Source: infra/shared/tradai_infra_shared/config.py lines 47-55, infra/foundation/modules/vpc.py


2. Subnets

Tier AZ CIDR Public IP Purpose
Public eu-central-1a 10.0.1.0/24 Yes ALB, NAT instance
Public eu-central-1b 10.0.2.0/24 Yes ALB
Private eu-central-1a 10.0.11.0/24 No ECS tasks, Lambda, VPC endpoints
Private eu-central-1b 10.0.12.0/24 No ECS tasks, Lambda, VPC endpoints
Database eu-central-1a 10.0.21.0/24 No RDS PostgreSQL
Database eu-central-1b 10.0.22.0/24 No RDS PostgreSQL (Multi-AZ standby)

Source: infra/shared/tradai_infra_shared/config.py SUBNETS dict


3. Route Tables

There is one route table per tier (not per-AZ). Both AZ subnets within a tier share the same route table.

Route Table Default Route Notes
tradai-public-rt 0.0.0.0/0 -> Internet Gateway Attached to both public subnets
tradai-private-rt 0.0.0.0/0 -> NAT instance (added by Lambda) Single RT shared by both private subnets
tradai-database-rt Local only (implicit 10.0.0.0/16) No internet access; S3/DynamoDB via gateway endpoints

The private route table's NAT route is not configured inline. It is added dynamically by the NAT route-updater Lambda when the NAT ASG launches an instance.

Source: infra/foundation/modules/vpc.py _create_route_tables()


4. Security Groups

All security groups are created in infra/foundation/modules/security_groups.py using SecurityRuleBuilder from infra/shared/tradai_infra_shared/core/security_rule_builder.py.
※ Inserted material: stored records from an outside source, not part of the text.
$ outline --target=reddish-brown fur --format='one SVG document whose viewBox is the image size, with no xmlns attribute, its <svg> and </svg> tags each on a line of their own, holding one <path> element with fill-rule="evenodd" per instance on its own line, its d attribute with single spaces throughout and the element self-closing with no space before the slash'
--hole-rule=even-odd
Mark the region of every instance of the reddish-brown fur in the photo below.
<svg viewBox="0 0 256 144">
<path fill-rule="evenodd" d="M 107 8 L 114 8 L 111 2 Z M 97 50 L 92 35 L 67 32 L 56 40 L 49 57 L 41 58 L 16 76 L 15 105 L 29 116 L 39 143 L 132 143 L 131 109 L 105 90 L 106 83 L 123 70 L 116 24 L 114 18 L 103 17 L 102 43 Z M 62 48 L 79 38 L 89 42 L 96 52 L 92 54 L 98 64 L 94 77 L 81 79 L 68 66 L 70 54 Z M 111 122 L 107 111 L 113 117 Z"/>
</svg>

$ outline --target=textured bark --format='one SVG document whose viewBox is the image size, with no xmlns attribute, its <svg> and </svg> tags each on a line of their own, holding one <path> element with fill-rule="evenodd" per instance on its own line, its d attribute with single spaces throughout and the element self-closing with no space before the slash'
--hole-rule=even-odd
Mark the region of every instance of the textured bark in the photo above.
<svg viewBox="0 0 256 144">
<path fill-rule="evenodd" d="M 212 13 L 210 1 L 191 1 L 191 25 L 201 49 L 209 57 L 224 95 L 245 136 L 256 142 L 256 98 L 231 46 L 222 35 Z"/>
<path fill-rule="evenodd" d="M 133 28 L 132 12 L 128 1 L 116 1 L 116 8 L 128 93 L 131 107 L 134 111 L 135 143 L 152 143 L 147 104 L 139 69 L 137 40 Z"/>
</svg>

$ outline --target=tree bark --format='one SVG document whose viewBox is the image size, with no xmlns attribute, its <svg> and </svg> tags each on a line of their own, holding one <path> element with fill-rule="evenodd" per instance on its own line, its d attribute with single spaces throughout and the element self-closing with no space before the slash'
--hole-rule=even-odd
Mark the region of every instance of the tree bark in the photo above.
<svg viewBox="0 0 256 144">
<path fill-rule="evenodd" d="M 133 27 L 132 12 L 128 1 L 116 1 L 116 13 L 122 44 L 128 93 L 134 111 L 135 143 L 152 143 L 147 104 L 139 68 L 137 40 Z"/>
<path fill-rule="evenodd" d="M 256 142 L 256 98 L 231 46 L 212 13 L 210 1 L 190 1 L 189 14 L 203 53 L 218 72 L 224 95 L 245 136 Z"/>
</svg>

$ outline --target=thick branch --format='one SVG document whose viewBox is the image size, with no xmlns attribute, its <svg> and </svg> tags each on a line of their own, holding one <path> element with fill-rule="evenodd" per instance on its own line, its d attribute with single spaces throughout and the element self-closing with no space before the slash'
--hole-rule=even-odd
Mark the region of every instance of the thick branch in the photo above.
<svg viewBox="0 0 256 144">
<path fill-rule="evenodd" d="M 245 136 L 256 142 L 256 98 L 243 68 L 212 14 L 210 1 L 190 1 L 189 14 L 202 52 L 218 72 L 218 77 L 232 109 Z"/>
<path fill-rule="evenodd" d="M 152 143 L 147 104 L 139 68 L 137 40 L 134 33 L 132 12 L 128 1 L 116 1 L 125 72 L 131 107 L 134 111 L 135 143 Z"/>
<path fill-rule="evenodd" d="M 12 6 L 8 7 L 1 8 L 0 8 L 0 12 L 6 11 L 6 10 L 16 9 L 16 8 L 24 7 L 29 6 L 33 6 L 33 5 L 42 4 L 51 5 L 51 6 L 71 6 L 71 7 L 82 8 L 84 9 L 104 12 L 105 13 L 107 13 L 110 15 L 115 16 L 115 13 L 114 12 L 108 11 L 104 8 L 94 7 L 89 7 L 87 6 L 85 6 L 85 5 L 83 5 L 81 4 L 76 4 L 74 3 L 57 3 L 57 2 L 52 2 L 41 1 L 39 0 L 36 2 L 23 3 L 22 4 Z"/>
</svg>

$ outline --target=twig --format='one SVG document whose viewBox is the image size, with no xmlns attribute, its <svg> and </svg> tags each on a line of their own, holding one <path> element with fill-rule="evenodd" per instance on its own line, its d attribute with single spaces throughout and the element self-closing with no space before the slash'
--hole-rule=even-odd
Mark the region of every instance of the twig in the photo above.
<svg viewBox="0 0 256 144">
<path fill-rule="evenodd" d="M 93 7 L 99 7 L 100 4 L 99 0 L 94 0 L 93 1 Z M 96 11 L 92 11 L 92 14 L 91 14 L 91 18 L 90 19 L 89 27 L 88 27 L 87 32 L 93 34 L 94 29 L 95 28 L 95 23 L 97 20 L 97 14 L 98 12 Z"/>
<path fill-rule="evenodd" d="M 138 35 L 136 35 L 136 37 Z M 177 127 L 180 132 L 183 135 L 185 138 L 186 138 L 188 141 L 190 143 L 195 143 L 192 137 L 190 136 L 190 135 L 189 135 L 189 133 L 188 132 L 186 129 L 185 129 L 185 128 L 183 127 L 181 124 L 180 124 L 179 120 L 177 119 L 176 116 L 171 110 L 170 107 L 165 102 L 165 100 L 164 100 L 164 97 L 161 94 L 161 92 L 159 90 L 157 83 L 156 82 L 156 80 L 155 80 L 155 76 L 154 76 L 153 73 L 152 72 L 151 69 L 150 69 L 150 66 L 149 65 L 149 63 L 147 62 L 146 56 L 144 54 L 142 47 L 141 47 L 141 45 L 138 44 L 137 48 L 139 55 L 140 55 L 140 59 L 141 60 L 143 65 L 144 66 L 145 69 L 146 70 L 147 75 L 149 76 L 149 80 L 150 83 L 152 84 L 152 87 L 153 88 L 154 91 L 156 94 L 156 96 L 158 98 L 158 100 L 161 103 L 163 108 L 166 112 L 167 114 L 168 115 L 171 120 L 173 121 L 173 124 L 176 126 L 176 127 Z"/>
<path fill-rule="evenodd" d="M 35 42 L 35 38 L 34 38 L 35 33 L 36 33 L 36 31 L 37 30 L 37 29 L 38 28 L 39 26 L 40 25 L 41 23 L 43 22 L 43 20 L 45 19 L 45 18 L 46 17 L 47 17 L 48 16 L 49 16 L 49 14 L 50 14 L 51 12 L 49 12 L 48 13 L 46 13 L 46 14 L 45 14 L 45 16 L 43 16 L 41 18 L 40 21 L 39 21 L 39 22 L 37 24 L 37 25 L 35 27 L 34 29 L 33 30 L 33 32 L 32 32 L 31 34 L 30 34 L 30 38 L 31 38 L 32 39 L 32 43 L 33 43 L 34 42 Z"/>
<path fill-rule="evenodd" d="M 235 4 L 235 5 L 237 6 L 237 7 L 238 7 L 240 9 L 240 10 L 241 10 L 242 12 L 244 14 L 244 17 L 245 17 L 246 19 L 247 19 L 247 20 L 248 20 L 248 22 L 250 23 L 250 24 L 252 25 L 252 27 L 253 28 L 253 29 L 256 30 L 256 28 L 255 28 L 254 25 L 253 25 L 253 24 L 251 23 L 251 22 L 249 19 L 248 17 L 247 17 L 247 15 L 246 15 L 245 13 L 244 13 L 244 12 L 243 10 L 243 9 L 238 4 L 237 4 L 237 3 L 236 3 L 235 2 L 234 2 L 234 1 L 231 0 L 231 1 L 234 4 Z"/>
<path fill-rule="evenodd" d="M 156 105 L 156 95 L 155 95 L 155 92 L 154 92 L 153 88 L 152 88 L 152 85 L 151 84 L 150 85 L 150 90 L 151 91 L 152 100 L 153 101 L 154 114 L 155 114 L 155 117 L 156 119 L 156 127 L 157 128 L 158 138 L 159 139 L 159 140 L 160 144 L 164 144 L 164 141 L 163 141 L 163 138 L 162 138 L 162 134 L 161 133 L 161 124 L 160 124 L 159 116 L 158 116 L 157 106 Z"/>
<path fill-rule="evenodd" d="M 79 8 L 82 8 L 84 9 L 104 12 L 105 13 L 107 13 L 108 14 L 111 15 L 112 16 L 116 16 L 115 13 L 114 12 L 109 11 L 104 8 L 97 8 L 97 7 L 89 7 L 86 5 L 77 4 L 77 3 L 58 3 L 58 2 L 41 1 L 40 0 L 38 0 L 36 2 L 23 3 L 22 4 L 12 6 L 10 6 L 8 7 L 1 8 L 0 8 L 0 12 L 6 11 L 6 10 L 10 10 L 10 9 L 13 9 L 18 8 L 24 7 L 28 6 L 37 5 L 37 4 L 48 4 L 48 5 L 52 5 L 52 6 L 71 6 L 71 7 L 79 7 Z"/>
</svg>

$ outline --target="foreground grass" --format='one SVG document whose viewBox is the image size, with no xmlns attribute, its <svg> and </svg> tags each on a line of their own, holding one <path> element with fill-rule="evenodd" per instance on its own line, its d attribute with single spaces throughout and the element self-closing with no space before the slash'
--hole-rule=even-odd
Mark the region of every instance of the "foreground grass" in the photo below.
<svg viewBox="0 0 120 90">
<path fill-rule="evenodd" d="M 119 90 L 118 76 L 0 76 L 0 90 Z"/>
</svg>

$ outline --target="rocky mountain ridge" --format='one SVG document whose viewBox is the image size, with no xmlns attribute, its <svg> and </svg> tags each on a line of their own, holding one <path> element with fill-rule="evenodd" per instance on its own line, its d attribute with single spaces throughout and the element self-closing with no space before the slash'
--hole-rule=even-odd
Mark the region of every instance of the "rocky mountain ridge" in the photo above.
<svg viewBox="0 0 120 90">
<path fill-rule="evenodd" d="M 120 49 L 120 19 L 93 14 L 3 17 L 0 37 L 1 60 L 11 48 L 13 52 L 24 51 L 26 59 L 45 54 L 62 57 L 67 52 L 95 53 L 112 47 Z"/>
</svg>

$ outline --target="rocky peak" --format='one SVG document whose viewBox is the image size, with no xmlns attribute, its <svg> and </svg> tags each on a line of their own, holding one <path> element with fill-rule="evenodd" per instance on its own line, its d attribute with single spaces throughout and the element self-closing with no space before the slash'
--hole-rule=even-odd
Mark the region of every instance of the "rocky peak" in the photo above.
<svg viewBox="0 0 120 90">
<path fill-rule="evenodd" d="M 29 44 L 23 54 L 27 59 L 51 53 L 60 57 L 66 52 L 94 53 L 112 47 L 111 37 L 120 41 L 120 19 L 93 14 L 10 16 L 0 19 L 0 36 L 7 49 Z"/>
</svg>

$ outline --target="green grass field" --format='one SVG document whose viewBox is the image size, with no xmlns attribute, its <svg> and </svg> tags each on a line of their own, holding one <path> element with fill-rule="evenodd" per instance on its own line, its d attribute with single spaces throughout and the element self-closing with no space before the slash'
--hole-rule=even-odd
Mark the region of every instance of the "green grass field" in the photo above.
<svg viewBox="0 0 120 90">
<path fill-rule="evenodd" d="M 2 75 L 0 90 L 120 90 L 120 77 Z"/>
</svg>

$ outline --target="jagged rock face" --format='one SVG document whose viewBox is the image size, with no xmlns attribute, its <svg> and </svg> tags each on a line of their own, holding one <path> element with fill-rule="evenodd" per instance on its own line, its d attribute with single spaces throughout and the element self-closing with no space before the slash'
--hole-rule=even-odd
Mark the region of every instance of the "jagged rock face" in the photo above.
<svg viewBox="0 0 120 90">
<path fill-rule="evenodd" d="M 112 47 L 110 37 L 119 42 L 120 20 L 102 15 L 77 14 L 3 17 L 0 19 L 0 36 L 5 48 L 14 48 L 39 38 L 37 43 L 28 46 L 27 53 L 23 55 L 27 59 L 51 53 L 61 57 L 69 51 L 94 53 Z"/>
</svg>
Port Definitions (CommonPorts)

Name Port(s) Protocol
HTTP 80 TCP
HTTPS 443 TCP
POSTGRESQL 5432 TCP
BACKEND_API 8000 TCP
DATA_COLLECTION 8002 TCP
STRATEGY_SERVICE 8003 TCP
MLFLOW 5000 TCP
ALL_SERVICES 8000-8003 TCP
ALL_TCP 0-65535 TCP

4.1 ALB Security Group (tradai-alb-sg)

Direction Port(s) Source/Destination Description
Ingress 80 0.0.0.0/0 HTTP from internet
Ingress 443 0.0.0.0/0 HTTPS from internet
Egress 8000-8003 ECS SG Service ports to ECS
Egress 5000 ECS SG MLflow to ECS
Egress 8000-8003 Consolidated SG* Service ports to EC2
Egress 5000 Consolidated SG* MLflow to EC2

*Consolidated SG rules only created when is_consolidated_mode() is true (dev/staging).

4.2 ECS Security Group (tradai-ecs-sg)

Direction Port(s) Source/Destination Description
Ingress 8000 ALB SG Backend API from ALB
Ingress 8002 ALB SG Data Collection from ALB
Ingress 8003 ALB SG Strategy Service from ALB
Ingress 5000 ALB SG MLflow from ALB
Ingress 8000-8003 Lambda SG Service ports from Lambda
Ingress 5000 Lambda SG MLflow from Lambda
Egress 443 0.0.0.0/0 HTTPS to internet
Egress 5432 RDS SG PostgreSQL to RDS
Egress 8000-8003 Consolidated SG* Service ports to EC2
Egress 5000 Consolidated SG* MLflow to EC2

4.3 Lambda Security Group (tradai-lambda-sg)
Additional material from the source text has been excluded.